In one of my Alternate Earths, I have made the following changes to Africa:

1) Re-angle the mainland (meaning Madagascar stays right where it is) to the point that the Mediterranean is connected to the Indian Ocean, not the Atlantic.

2) Revitalize the Saharan Megalakes and Botswana's Lake Makgadikgadi.

3) Raise the continent's sea levels by 75 meters.

Using these three changes, what kind of climate would we expect to find in Africa?

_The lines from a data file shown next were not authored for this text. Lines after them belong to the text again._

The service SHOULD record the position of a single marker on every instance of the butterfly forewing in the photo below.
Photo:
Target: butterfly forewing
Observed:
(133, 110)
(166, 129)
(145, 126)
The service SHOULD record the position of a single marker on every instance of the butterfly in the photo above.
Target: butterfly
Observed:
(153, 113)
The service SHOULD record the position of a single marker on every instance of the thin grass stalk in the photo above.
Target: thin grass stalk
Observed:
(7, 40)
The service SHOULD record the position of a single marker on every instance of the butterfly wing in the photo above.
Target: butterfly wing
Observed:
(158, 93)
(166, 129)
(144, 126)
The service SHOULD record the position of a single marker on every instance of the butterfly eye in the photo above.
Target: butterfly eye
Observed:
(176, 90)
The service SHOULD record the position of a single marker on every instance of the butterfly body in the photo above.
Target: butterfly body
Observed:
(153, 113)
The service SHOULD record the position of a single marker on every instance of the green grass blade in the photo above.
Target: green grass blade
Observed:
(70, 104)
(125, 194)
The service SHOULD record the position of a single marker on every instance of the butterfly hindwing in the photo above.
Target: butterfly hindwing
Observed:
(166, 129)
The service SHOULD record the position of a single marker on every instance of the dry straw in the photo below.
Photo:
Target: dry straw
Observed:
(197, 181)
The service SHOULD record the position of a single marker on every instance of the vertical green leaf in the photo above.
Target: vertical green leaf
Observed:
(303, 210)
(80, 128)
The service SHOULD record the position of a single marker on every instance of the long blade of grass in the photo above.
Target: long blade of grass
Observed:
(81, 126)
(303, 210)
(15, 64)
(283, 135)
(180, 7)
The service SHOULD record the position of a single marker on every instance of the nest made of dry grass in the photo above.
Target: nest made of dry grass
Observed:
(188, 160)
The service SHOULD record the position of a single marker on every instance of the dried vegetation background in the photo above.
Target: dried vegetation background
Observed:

  • $\begingroup$ Re: #3, do you mean lower the landmass by 75 meters into the sea? It doesn't seem like any of this would have a profound effect on continental climate. The Straits of Gibraltar and the Red Sea aren't large enough to affect major ocean currents; that little change in elevation should be negligible; and the lakes would derive from climatic changes, not vice versa. $\endgroup$ Jun 15 '15 at 14:37
  • $\begingroup$ continents don't have sea levels. $\endgroup$
    – Oldcat
    Jun 15 '15 at 17:33

It won't have much effect. You just need to see where the rain belt is. Right now, it over the Sahel. It will be located more or less at the same place not matter how much you rotate the continent because it depends on the global air circulation. Most of the Sahara will be dry even if you rotate it by 45 degrees. Chad, Sudan Egypt and the southern Part of Libya will receive more rain but West Africa will become more arid. Lakes might form like lake Chad but they would be mostly seasonal lake with great variation in water level between the dry and wet seasons.

With this configuration, Cape Town would be near Sao Paulo. So yes, the lakes in Botswana will be restored to their formal glory.

Lastly, compared to other continents, Africa has a relatively high altitude with a few low plains. These places can be densely populated but increasing the water level by 75m would only submerge a small portion of Africa.